Freiwillige lesen Katzen im Tierheim vor

In immer mehr Tierheimen gibt es nicht mehr nur Kratzbaum und Spielzeug, sondern auch Bücher
Hamburg/München - Rentnerin Erika Lemmel (69) geht regelmäßig in ein Hamburger Tierheim. Sie packt ihre Lesebrille ein, ein Buch wie „Bob, der Streuner“ und setzt sich dort zwischen Trockenfutter und Katzenklo. Sie ist eine der ersten Katzenvorleserin.
Während die 69-Jährige liest, treiben die Katzen so allerhand: Kater Gustav schnuppert versonnen an einem Korb, Mona versucht hingebungsvoll, die Verpackung der Leckerlis aufzureißen und Pola bleibt stille Beobachterin. Auch wenn die Katzen eher den Eindruck machen, dass sie Lemmels Lektüre weniger interessiert, ist es ein Trend, der sich in vielen Tierheimen ausbreitet.
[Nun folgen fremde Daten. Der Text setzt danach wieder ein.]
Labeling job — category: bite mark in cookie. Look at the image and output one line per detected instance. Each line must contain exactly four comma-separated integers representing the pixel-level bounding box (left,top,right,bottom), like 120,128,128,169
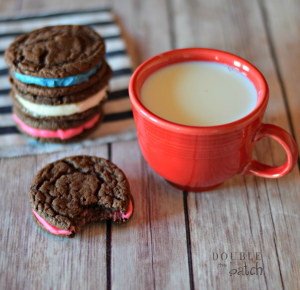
30,156,133,237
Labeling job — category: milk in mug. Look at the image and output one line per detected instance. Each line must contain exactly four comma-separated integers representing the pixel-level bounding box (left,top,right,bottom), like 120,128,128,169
141,61,257,126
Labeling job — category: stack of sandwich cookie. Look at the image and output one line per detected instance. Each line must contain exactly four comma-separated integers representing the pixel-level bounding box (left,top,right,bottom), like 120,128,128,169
5,25,112,142
29,155,134,238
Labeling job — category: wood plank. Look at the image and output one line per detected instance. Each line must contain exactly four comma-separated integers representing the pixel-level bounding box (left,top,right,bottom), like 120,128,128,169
172,0,300,289
21,0,109,15
112,141,189,289
260,0,300,156
0,145,107,289
0,0,23,18
108,0,189,289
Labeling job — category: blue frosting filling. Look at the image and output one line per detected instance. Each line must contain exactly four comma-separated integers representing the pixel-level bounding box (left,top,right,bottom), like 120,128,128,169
14,62,102,88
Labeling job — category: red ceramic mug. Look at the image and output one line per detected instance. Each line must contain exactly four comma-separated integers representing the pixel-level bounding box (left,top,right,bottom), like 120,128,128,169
129,48,298,192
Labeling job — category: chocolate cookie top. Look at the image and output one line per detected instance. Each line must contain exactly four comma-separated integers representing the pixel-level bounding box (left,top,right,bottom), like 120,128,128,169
5,25,105,78
29,155,131,230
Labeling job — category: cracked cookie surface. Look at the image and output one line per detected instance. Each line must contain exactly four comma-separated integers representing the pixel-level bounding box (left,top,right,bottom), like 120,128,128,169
5,25,105,78
29,155,132,237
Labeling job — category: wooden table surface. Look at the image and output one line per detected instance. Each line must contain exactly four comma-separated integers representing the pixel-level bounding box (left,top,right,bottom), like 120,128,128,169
0,0,300,290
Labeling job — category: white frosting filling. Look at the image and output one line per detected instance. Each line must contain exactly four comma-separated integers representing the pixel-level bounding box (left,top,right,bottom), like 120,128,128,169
15,87,107,117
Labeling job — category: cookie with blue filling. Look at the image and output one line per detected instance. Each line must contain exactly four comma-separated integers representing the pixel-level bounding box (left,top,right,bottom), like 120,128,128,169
5,25,112,143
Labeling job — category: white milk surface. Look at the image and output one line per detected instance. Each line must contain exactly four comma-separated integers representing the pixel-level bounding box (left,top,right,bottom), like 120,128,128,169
141,61,257,126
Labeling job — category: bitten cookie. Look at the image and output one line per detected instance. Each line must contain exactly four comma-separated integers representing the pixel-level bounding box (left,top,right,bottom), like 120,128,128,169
29,155,133,238
5,25,112,143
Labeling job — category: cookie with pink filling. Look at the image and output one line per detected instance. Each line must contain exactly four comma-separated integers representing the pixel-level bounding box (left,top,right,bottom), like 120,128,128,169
29,155,134,238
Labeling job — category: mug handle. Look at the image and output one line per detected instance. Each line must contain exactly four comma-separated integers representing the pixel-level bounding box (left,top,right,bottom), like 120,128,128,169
241,124,298,178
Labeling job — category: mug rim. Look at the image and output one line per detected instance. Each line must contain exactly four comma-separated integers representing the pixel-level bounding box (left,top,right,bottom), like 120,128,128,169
129,47,269,135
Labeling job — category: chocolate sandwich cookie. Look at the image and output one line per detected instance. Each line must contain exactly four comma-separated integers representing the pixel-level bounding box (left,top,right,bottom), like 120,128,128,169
11,66,112,106
5,25,112,143
29,156,134,238
9,61,108,98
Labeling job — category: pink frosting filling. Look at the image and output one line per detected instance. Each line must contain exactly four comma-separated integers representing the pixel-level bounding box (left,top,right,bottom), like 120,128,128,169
13,114,100,140
32,208,74,235
122,200,133,219
32,200,133,235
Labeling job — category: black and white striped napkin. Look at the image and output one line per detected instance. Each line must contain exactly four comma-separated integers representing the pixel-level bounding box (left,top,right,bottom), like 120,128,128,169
0,9,136,157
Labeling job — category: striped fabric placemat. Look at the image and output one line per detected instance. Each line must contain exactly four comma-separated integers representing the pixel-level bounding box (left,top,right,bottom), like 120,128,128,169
0,8,136,157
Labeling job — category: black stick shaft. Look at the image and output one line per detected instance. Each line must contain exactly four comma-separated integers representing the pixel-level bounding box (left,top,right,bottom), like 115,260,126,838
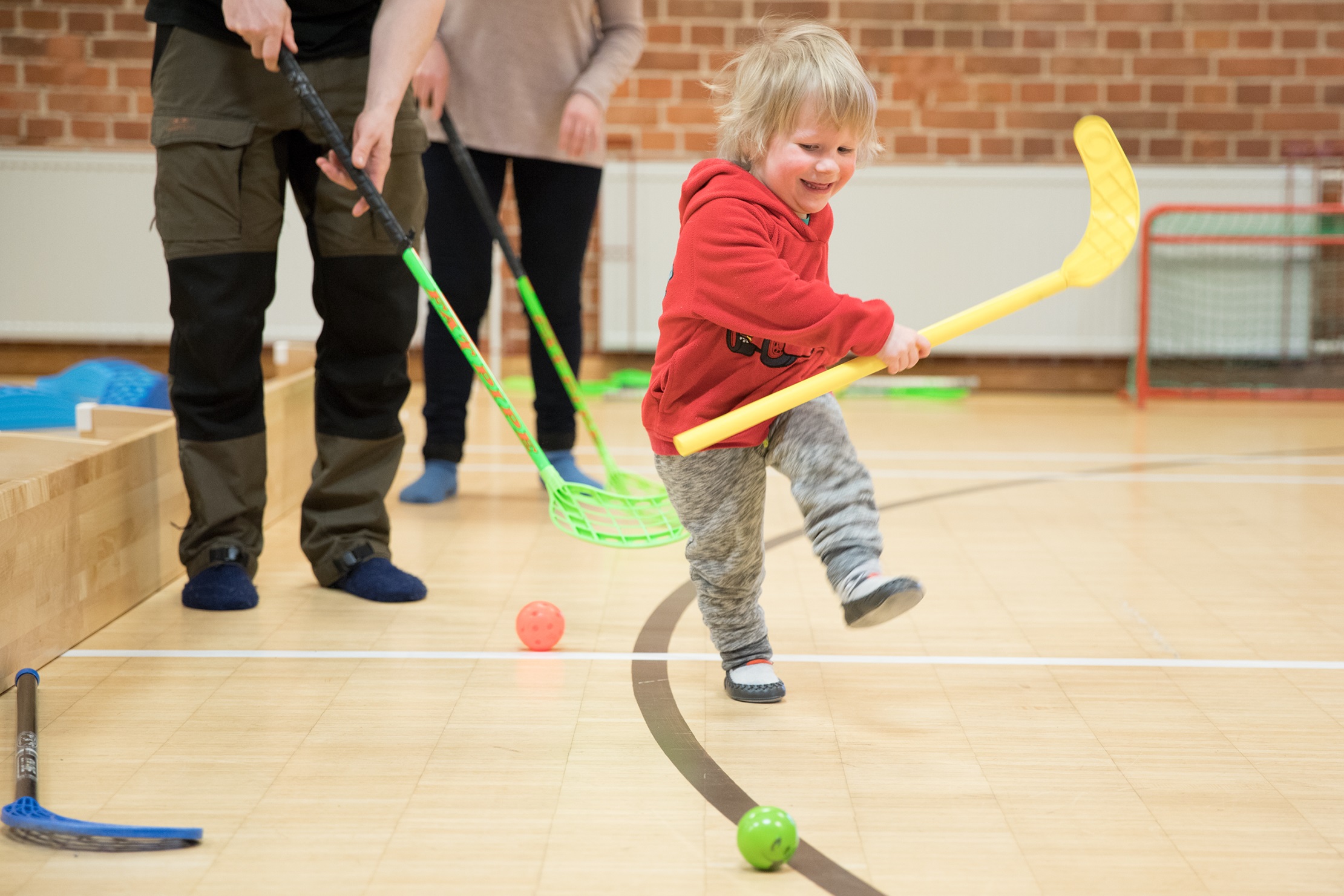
280,47,414,252
13,669,38,799
438,109,527,280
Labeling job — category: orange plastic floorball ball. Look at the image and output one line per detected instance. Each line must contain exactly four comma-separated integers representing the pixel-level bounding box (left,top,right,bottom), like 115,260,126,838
515,601,565,650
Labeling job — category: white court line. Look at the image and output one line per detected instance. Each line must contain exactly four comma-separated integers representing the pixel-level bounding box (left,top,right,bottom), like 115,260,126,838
401,462,1344,485
448,445,1344,466
62,650,1344,672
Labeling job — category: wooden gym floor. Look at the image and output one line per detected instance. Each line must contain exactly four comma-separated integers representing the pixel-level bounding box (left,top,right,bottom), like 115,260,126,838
0,395,1344,896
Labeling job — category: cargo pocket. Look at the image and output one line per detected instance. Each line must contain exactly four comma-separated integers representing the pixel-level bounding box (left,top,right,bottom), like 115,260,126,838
149,116,257,243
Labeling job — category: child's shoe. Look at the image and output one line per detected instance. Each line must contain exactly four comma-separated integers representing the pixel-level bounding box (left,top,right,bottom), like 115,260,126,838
327,557,426,603
723,659,784,702
840,572,923,629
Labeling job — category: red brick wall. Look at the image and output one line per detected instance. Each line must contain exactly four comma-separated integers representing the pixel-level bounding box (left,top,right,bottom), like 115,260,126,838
0,0,154,149
0,0,1344,353
609,0,1344,163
Bis jetzt gab es Katzenkuschler und -krauler – Ehrenamtliche, die etwas verunsicherten oder gelangweilten Tieren die Zeit vertreiben, mit ihnen schmusen und spielen. Sie springen da ein, wo den Tierpflegern die Zeit fehlt, sich mit den Tieren zu beschäftigen.
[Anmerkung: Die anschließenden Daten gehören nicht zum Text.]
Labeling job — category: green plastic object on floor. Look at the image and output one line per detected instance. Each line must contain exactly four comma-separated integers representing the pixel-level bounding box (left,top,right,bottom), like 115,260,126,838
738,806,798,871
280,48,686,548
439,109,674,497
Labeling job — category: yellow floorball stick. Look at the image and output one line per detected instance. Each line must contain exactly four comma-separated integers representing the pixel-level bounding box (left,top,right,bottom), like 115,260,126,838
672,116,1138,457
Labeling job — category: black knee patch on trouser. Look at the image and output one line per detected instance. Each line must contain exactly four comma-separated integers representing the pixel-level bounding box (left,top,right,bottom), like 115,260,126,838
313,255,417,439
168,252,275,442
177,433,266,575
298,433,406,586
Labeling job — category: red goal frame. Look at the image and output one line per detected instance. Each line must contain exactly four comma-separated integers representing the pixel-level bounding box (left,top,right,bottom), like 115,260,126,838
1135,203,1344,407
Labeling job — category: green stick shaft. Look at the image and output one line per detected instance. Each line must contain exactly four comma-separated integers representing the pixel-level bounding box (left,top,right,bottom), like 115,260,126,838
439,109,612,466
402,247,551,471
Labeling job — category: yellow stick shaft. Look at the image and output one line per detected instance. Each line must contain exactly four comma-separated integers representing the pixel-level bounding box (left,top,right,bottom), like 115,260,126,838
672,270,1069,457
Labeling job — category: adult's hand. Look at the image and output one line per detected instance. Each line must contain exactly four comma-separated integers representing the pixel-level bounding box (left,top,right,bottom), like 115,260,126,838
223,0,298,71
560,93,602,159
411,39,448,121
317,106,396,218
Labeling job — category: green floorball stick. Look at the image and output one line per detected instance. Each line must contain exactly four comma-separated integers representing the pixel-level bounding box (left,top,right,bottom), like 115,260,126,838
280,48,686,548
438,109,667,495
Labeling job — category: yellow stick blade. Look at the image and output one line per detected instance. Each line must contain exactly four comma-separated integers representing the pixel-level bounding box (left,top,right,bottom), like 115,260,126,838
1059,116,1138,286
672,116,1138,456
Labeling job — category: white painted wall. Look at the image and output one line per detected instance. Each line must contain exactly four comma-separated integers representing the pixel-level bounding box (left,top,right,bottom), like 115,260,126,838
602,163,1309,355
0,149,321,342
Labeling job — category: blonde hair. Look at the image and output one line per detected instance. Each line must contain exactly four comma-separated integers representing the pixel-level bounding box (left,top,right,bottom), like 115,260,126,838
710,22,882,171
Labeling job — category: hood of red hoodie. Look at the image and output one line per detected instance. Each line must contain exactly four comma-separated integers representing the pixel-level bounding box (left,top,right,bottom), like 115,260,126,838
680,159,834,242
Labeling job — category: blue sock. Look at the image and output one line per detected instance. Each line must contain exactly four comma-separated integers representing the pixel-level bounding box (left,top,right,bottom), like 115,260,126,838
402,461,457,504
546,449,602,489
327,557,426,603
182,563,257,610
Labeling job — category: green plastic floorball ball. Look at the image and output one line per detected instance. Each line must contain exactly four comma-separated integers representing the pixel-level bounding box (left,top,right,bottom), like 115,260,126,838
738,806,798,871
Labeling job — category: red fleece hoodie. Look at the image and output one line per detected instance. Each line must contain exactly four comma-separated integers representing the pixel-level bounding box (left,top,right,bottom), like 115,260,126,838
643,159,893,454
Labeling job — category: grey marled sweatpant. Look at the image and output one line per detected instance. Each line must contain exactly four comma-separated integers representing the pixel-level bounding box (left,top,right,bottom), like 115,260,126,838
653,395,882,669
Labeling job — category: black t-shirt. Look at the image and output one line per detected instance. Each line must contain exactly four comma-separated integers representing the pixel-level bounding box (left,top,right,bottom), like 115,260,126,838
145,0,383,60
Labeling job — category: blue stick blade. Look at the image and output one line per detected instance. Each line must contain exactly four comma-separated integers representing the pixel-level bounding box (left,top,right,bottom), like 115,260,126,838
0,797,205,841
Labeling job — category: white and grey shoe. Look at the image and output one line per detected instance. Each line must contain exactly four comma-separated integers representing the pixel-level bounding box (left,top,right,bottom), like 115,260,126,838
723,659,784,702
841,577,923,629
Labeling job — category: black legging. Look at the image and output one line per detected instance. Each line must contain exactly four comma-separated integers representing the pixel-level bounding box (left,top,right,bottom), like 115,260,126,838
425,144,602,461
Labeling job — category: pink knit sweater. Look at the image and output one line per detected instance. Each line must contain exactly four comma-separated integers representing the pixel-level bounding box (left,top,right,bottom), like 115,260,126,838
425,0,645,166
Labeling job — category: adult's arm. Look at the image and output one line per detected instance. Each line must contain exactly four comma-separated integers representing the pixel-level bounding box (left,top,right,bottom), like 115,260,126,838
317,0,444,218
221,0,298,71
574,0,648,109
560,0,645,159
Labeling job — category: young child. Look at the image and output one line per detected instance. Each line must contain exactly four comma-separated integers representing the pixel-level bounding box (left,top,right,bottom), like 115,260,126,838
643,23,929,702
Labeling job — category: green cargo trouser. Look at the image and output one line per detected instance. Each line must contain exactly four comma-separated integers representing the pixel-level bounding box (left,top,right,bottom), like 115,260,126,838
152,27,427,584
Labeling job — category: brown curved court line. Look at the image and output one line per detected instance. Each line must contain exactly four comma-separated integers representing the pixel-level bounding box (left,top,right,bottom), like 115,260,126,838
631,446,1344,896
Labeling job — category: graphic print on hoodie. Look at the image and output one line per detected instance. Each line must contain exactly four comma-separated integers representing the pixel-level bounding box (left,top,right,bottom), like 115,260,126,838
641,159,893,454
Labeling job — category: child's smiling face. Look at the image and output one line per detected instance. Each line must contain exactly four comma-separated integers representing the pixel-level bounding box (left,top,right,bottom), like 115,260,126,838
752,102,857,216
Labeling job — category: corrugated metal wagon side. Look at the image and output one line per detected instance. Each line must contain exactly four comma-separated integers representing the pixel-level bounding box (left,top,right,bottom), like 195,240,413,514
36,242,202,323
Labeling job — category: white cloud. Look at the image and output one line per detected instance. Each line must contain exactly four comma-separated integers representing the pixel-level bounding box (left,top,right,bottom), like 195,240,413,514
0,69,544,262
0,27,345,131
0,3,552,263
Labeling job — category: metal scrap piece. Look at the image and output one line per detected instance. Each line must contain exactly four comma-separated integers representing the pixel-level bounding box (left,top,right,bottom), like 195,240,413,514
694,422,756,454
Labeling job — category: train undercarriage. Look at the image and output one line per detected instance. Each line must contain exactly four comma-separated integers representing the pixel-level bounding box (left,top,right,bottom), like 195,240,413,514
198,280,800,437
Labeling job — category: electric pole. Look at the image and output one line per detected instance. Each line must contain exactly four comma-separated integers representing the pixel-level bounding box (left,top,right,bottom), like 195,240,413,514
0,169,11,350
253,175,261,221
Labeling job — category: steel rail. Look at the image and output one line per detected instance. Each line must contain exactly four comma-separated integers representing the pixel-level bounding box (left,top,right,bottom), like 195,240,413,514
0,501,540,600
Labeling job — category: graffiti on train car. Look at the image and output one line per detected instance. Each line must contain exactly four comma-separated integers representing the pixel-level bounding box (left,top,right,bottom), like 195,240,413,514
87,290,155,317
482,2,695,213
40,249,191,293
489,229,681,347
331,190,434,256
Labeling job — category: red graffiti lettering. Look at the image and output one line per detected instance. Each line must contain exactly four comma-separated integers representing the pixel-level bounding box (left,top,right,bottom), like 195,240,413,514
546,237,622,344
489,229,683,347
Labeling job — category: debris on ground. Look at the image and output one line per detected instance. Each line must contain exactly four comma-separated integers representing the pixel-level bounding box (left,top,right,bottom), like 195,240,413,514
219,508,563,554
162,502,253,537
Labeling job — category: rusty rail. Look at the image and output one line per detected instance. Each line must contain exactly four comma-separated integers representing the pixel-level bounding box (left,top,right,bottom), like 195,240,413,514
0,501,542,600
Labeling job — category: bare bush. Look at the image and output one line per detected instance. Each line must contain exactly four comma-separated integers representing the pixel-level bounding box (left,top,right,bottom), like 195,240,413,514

Münchner Expertin: Katzen gewöhnen sich an Mensch ohne Zwang
Der Vorlese-Trend kommt – klar – aus den USA. Dort sind die „book-buddies“ („Bücher-Kumpel“) seit 2013 aktiv. Das Vorlesen sei besonders geeignet für Leseanfänger im Grundschulalter. Die private Tufts-University bei Boston habe herausgefunden, dass Schüler, die sich als freiwillige Katzenvorleser engagierten, schneller und besser lesen lernten.
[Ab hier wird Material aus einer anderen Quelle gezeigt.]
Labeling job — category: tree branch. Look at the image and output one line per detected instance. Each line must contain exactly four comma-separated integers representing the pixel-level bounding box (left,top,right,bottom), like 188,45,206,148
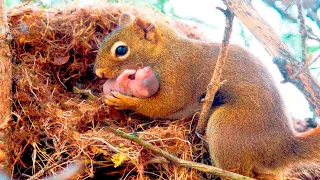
106,126,253,180
297,0,307,63
196,8,234,137
223,0,320,115
0,0,12,174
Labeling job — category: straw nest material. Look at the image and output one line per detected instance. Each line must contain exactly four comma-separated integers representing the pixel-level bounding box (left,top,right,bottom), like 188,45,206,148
8,3,208,179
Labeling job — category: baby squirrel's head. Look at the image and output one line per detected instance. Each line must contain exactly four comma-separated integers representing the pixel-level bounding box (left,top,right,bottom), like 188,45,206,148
95,13,163,78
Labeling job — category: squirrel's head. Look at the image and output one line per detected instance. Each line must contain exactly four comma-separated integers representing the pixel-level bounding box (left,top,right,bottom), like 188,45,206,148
95,12,162,78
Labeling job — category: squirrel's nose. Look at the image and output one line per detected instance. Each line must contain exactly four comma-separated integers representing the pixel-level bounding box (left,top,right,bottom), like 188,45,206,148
95,68,104,78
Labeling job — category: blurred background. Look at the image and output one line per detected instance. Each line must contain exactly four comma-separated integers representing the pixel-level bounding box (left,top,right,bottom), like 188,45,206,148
6,0,320,119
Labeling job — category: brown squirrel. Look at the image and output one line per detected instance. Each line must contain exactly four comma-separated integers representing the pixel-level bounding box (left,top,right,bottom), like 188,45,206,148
95,13,320,179
103,67,159,98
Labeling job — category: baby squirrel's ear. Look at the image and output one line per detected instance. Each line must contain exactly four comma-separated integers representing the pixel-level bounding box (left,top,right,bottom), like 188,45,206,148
119,11,135,25
134,17,159,43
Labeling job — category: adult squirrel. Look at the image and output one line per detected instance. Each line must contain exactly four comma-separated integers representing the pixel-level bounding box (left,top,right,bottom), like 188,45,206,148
95,13,320,178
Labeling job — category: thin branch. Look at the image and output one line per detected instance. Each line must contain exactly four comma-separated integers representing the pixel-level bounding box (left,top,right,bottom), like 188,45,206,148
106,126,252,180
0,0,12,174
297,0,307,63
223,0,320,115
264,0,320,42
196,8,234,137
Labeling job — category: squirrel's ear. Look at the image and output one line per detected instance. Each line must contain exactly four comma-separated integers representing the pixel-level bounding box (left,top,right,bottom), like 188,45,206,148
119,12,134,25
134,17,159,42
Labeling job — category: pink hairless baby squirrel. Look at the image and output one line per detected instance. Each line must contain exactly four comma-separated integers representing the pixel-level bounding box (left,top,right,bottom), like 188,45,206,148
103,66,159,98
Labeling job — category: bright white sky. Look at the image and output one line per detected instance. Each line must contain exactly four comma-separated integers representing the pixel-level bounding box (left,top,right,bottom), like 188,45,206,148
170,0,317,118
Auch in vielen deutschen Tierheimen gibt es sie schon, auch in München. Dort wirbt die Initiative „Kids4Cats“ um die kleinen Katzenvorleser. Mit Kindern arbeiten auch Tierheime in Aschaffenburg, Nördlingen oder Marburg. In anderen Tierheimen wie Köln, Krefeld oder eben Hamburg sind Erwachsene als „Katzen-Gesellschafterinnen“ gefragt.
Erika Lemmel ist die Frau für die schweren Fälle im Hamburger Tierheim. Die Katzen wurden misshandelt oder von der Polizei oder Tierschützern aus Messie-Wohnungen geholt, in denen sich ihre einzige Bezugsperson nicht um sie gekümmert hat.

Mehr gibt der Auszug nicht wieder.